In these courts martial, the accused challenged the independence of Canadian military judges, based upon both statutory provisions, as well as specific actions by the executive. Military judges are officers in the Canadian Forces. In effect, as was mentioned by my fellow Canadian Lawyer, Michel Drapeau, this makes them members of both the executive branch of government, as well as the judicial branch. And this status potentially affects their independence.

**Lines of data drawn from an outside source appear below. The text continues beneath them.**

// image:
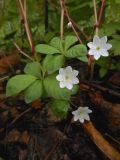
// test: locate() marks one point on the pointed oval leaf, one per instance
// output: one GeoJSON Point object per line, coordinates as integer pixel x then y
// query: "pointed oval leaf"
{"type": "Point", "coordinates": [19, 83]}
{"type": "Point", "coordinates": [33, 68]}
{"type": "Point", "coordinates": [76, 51]}
{"type": "Point", "coordinates": [53, 89]}
{"type": "Point", "coordinates": [52, 63]}
{"type": "Point", "coordinates": [34, 91]}
{"type": "Point", "coordinates": [56, 42]}
{"type": "Point", "coordinates": [46, 49]}
{"type": "Point", "coordinates": [60, 107]}
{"type": "Point", "coordinates": [69, 41]}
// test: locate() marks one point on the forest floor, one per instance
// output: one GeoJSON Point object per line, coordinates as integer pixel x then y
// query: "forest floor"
{"type": "Point", "coordinates": [32, 132]}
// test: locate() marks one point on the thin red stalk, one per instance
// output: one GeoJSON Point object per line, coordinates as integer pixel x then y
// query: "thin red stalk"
{"type": "Point", "coordinates": [84, 34]}
{"type": "Point", "coordinates": [24, 21]}
{"type": "Point", "coordinates": [101, 12]}
{"type": "Point", "coordinates": [73, 28]}
{"type": "Point", "coordinates": [62, 19]}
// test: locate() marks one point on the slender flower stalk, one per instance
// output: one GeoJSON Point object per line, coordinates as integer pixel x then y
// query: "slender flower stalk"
{"type": "Point", "coordinates": [62, 19]}
{"type": "Point", "coordinates": [67, 77]}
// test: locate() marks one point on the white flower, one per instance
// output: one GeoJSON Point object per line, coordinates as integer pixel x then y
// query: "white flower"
{"type": "Point", "coordinates": [99, 47]}
{"type": "Point", "coordinates": [69, 25]}
{"type": "Point", "coordinates": [67, 77]}
{"type": "Point", "coordinates": [81, 114]}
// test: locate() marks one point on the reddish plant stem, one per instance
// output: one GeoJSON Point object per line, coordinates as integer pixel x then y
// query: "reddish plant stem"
{"type": "Point", "coordinates": [101, 12]}
{"type": "Point", "coordinates": [73, 28]}
{"type": "Point", "coordinates": [77, 27]}
{"type": "Point", "coordinates": [62, 19]}
{"type": "Point", "coordinates": [22, 11]}
{"type": "Point", "coordinates": [69, 20]}
{"type": "Point", "coordinates": [97, 21]}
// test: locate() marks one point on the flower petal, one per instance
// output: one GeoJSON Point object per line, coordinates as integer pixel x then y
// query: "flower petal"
{"type": "Point", "coordinates": [69, 86]}
{"type": "Point", "coordinates": [75, 72]}
{"type": "Point", "coordinates": [61, 71]}
{"type": "Point", "coordinates": [62, 85]}
{"type": "Point", "coordinates": [75, 80]}
{"type": "Point", "coordinates": [97, 55]}
{"type": "Point", "coordinates": [96, 40]}
{"type": "Point", "coordinates": [59, 77]}
{"type": "Point", "coordinates": [81, 120]}
{"type": "Point", "coordinates": [91, 45]}
{"type": "Point", "coordinates": [104, 53]}
{"type": "Point", "coordinates": [104, 39]}
{"type": "Point", "coordinates": [76, 118]}
{"type": "Point", "coordinates": [87, 117]}
{"type": "Point", "coordinates": [68, 69]}
{"type": "Point", "coordinates": [107, 46]}
{"type": "Point", "coordinates": [91, 51]}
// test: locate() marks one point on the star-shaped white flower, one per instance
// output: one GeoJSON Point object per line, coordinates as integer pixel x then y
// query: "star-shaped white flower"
{"type": "Point", "coordinates": [82, 114]}
{"type": "Point", "coordinates": [67, 77]}
{"type": "Point", "coordinates": [99, 47]}
{"type": "Point", "coordinates": [69, 25]}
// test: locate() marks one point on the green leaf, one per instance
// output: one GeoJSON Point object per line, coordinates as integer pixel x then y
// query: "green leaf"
{"type": "Point", "coordinates": [103, 72]}
{"type": "Point", "coordinates": [115, 46]}
{"type": "Point", "coordinates": [33, 68]}
{"type": "Point", "coordinates": [19, 83]}
{"type": "Point", "coordinates": [46, 49]}
{"type": "Point", "coordinates": [76, 51]}
{"type": "Point", "coordinates": [56, 42]}
{"type": "Point", "coordinates": [52, 63]}
{"type": "Point", "coordinates": [60, 108]}
{"type": "Point", "coordinates": [53, 89]}
{"type": "Point", "coordinates": [34, 91]}
{"type": "Point", "coordinates": [69, 41]}
{"type": "Point", "coordinates": [83, 58]}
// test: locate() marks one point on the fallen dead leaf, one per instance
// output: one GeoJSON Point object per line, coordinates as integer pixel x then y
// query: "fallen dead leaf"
{"type": "Point", "coordinates": [100, 142]}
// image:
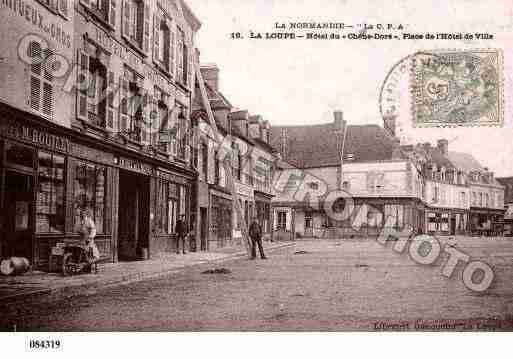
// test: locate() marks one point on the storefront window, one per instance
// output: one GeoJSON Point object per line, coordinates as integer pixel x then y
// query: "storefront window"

As officers in the Canadian Forces, they are subject to the Code of Service Discipline, established under Part III of the National Defence Act (NDA). As we witnessed in the prosecution of the Chief Military Judge, Colonel Mario Dutil, this can make military judges vulnerable to interference by the executive. This has been compounded by an order from the CDS, purporting to give disciplinary authority over military judges to the Deputy Vice Chief of the Defence Staff.
That order was the subject of judgments in, among other cases, R v Pett, 2020 CM 4002, and R v D'Amico, 2020 CM 2002. In both those cases, military judges Commander Pelletier and Commander Sukstorf, respectively, concluded that the order could have no force or effect because it infringed the independence of the military judiciary, contrary to section 11(d) of the Canadian Charter of Rights and Freedoms (Charter). Both military judges also concluded that the role of the Military Judges Inquiry Committee (MJIC) was, in effect, an alternative to the Code of Service Discipline.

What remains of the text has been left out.